Deutsche Bank’s Market Views for the Rest of the Year
Slowly but surely, we head towards the end of the trading year. Before arguing that there is still one full quarter ahead of us, in the trading world, this is the shortest quarter of them all.
It is all about December and the end of the year positioning. Already from the second half of November, the liquidity begins to dry out. Into December, large institutional traders already think of the next year. In some cases, internal regulations force them to close positions ahead of the end of the year – or well in advance.
In other words, we face at least two months of decent liquidity. These two months will manily be influenced by the U.S. Election.

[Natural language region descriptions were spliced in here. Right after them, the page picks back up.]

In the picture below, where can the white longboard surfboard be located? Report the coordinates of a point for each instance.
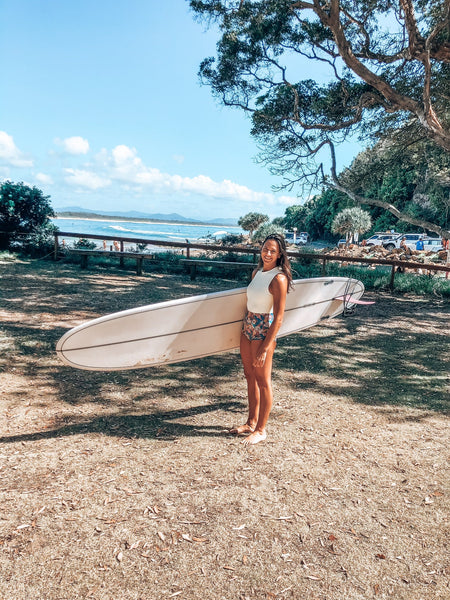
(194, 327)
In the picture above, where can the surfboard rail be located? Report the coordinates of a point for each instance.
(194, 327)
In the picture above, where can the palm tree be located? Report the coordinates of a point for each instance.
(351, 222)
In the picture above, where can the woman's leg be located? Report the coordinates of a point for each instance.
(247, 357)
(263, 380)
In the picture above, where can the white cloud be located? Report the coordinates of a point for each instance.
(10, 153)
(43, 178)
(123, 164)
(86, 179)
(74, 145)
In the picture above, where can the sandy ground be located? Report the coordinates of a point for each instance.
(126, 485)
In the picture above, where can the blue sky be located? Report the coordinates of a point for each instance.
(101, 107)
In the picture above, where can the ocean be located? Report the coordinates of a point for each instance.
(157, 231)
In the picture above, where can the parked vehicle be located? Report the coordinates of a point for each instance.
(411, 239)
(300, 238)
(381, 238)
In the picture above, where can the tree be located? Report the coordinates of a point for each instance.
(252, 221)
(24, 211)
(266, 229)
(352, 222)
(387, 67)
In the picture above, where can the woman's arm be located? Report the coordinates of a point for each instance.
(278, 288)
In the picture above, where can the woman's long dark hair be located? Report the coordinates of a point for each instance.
(283, 260)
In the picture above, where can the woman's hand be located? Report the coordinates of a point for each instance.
(260, 358)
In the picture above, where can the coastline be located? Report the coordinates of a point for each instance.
(111, 219)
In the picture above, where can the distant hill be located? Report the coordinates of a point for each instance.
(79, 212)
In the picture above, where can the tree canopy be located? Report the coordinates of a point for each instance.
(386, 70)
(252, 221)
(351, 222)
(24, 210)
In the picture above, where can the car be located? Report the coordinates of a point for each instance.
(432, 244)
(300, 238)
(411, 239)
(381, 238)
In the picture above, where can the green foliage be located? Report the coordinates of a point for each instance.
(266, 229)
(252, 221)
(373, 83)
(24, 215)
(351, 222)
(232, 239)
(84, 244)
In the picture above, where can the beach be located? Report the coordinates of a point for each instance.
(128, 485)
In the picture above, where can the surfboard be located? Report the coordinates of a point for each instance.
(194, 327)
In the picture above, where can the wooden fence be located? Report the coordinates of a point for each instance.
(187, 246)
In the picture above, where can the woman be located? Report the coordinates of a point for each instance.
(266, 292)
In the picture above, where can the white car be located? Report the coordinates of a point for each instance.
(411, 239)
(300, 238)
(382, 238)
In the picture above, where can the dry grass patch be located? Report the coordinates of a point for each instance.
(126, 485)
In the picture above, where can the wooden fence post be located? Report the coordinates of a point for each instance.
(55, 248)
(122, 262)
(391, 282)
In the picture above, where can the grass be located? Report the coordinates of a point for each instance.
(126, 485)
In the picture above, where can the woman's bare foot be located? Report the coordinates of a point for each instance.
(254, 438)
(242, 429)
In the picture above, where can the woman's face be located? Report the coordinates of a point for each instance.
(269, 254)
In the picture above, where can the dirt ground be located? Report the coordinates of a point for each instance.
(127, 485)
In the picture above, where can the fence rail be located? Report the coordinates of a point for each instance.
(188, 246)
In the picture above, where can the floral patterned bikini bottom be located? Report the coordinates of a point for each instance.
(255, 325)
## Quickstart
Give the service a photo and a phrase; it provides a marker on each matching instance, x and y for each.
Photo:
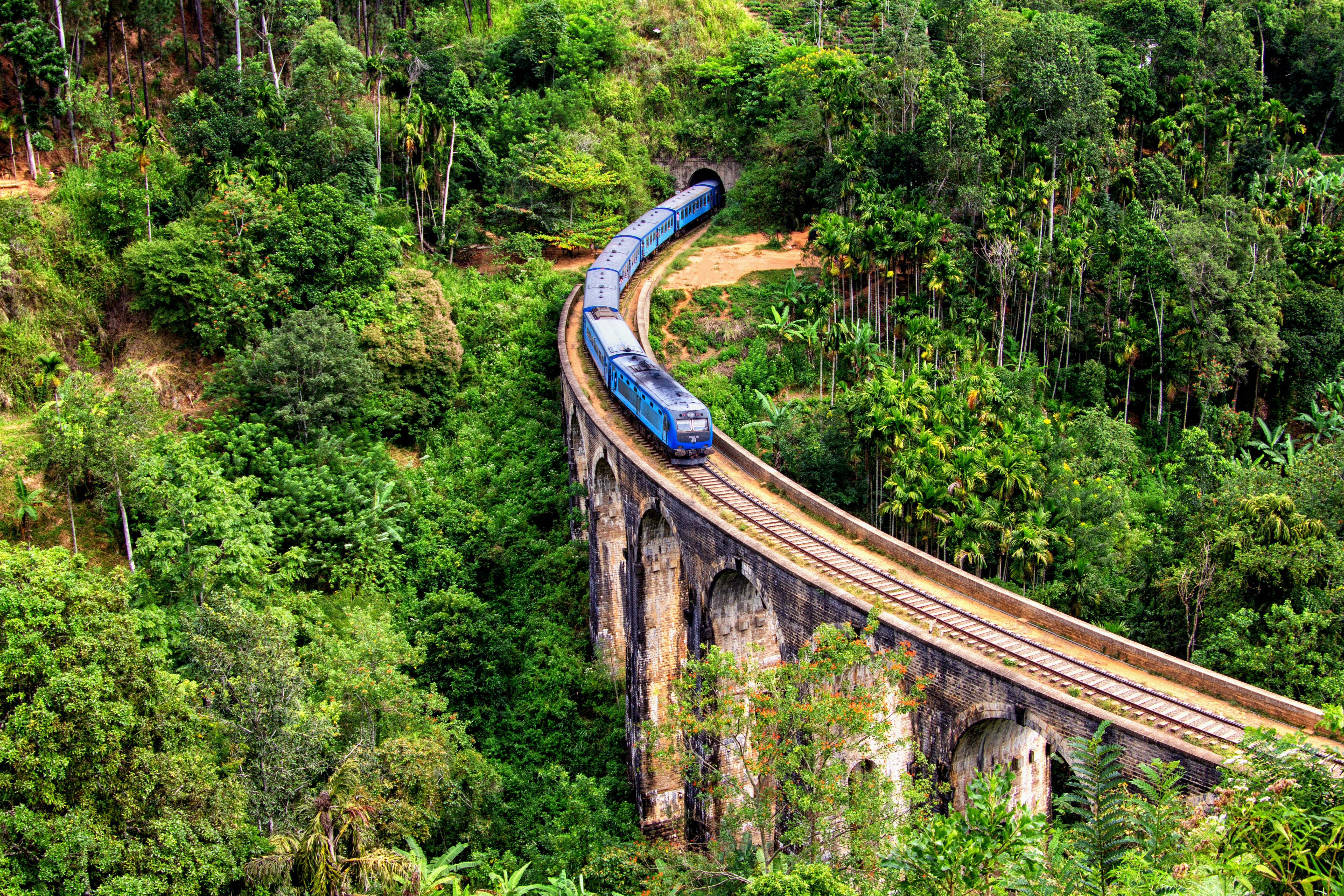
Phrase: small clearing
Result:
(716, 265)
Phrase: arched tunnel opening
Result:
(994, 743)
(1061, 780)
(708, 175)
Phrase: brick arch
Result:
(575, 444)
(660, 649)
(740, 619)
(1002, 734)
(607, 569)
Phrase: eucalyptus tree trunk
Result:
(125, 526)
(71, 504)
(448, 177)
(61, 30)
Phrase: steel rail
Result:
(965, 627)
(963, 624)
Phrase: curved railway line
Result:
(1112, 691)
(1146, 704)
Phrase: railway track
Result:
(1115, 692)
(1127, 698)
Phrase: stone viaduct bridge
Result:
(670, 574)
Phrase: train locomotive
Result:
(679, 422)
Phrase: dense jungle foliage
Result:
(1072, 319)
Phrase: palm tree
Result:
(147, 138)
(337, 852)
(812, 338)
(52, 370)
(1015, 471)
(780, 326)
(29, 502)
(511, 884)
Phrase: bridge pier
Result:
(669, 576)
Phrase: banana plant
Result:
(1327, 424)
(511, 884)
(425, 876)
(1277, 445)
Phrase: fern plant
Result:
(1098, 796)
(1159, 813)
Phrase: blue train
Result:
(679, 421)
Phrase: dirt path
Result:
(725, 265)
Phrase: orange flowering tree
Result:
(791, 757)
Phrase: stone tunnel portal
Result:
(701, 175)
(1002, 742)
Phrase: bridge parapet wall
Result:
(664, 597)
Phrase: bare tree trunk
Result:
(125, 61)
(125, 527)
(61, 30)
(448, 177)
(71, 504)
(201, 33)
(27, 138)
(144, 82)
(239, 36)
(265, 34)
(112, 131)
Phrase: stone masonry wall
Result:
(666, 596)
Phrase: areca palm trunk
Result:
(448, 175)
(125, 526)
(61, 30)
(71, 504)
(265, 34)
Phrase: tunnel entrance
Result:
(708, 174)
(1061, 780)
(1002, 742)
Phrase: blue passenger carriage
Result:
(679, 421)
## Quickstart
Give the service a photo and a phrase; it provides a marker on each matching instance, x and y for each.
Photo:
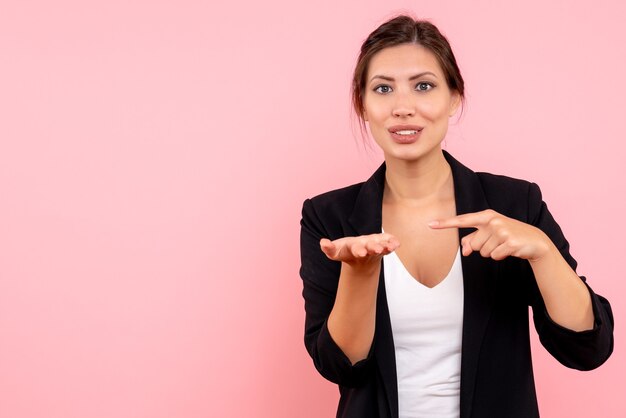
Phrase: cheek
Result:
(433, 110)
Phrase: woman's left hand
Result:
(498, 236)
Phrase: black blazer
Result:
(496, 370)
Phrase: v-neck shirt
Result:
(427, 329)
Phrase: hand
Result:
(360, 250)
(498, 236)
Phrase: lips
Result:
(397, 128)
(405, 134)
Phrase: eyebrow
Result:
(384, 77)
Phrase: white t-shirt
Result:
(427, 329)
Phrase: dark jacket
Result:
(496, 369)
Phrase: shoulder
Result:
(333, 203)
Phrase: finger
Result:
(487, 248)
(328, 247)
(501, 252)
(466, 247)
(467, 220)
(374, 247)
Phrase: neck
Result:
(418, 181)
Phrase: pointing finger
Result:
(467, 220)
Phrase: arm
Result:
(339, 301)
(561, 301)
(574, 324)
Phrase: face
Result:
(408, 102)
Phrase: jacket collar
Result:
(478, 276)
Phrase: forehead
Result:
(403, 60)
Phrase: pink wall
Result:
(154, 156)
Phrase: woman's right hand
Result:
(360, 251)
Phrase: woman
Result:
(417, 281)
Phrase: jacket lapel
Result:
(478, 276)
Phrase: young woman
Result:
(417, 281)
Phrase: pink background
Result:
(154, 156)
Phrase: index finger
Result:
(467, 220)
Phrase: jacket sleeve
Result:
(320, 277)
(584, 350)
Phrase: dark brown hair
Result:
(401, 30)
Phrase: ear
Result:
(455, 102)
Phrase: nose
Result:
(403, 106)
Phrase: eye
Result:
(424, 86)
(383, 88)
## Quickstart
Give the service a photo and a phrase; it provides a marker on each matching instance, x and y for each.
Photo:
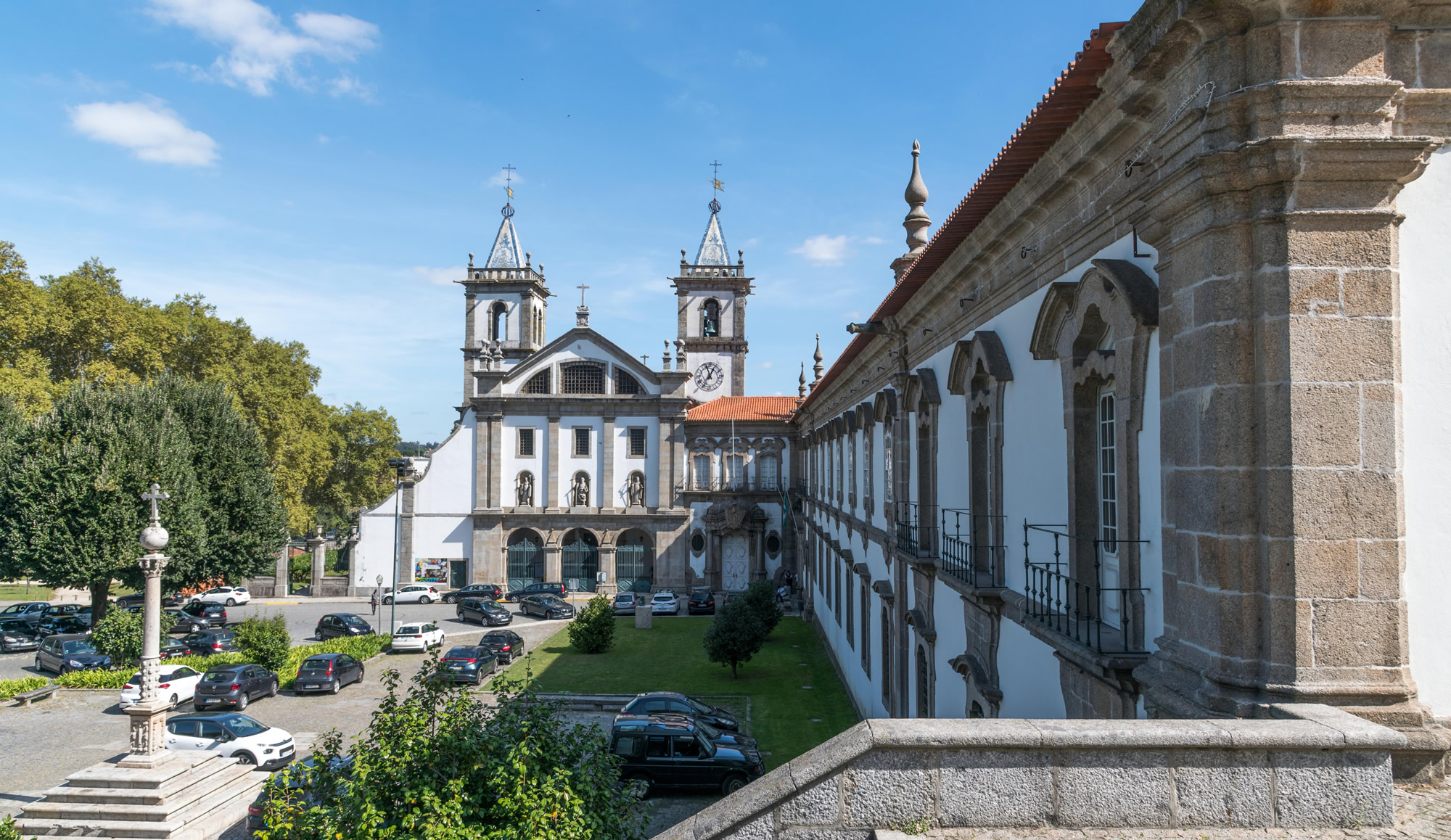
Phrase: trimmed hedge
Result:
(12, 687)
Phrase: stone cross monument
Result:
(149, 717)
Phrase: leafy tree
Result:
(437, 765)
(266, 641)
(594, 629)
(120, 635)
(735, 636)
(761, 597)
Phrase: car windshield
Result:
(242, 726)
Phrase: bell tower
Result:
(712, 294)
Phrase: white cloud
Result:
(152, 131)
(262, 50)
(823, 250)
(439, 276)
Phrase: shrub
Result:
(594, 630)
(118, 633)
(761, 597)
(12, 687)
(735, 636)
(266, 641)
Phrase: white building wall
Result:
(1426, 347)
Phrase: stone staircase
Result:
(191, 797)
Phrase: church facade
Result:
(575, 462)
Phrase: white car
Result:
(233, 736)
(414, 593)
(419, 636)
(665, 604)
(229, 596)
(178, 687)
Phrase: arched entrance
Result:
(635, 562)
(580, 561)
(526, 559)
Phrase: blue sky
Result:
(323, 170)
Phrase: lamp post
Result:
(149, 717)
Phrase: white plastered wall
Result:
(1426, 350)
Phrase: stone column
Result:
(149, 717)
(318, 546)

In a recent report, Deutsche Bank highlights its views for the rest of the trading year. Considering that it is running one of the largest research departments in the world, it is worth having a look at what it has to say.
Deutsche sees the crude oil price having a modestly bullish bias heading to the end of the year. The argument behind it is that the inventories are likely to decline as demand picks up. Also, the modest but steady recovery in the price of oil should extend into the next year as well.
The ECB is seen as easing in December, not in October, as many would think after this week’s German, French and Italian inflation data. If we put the data together and try to anticipate the impact on Friday’s HICP, the core inflation might drop even more, possibly to +0.2% or lower.
The ECB will likely ease in October instead of waiting until December, but it may use the October meeting to warm-up the markets and just send a dovish signal.
Surprisingly, Deutsche Bank sees further easing from the Bank of England in November. This time, the BOE is seen as adding an extra GBP60 billion in November to its quantitative easing program. Interestingly enough, it may just be a step towards negative rates – a move likely to come only in the event of a hard Brexit.
Finally, Deutsche Bank sees the EURUSD exchange rate at 1.20 at the end of 2020, 1.25 at the end of 2021, and 1.30 at the end of 2022. Something has to change on either side of the Atlantic for the EURUSD to move that much without meeting the ECB’s dovish commentary.
Could it be the outcome of the upcoming U.S. election?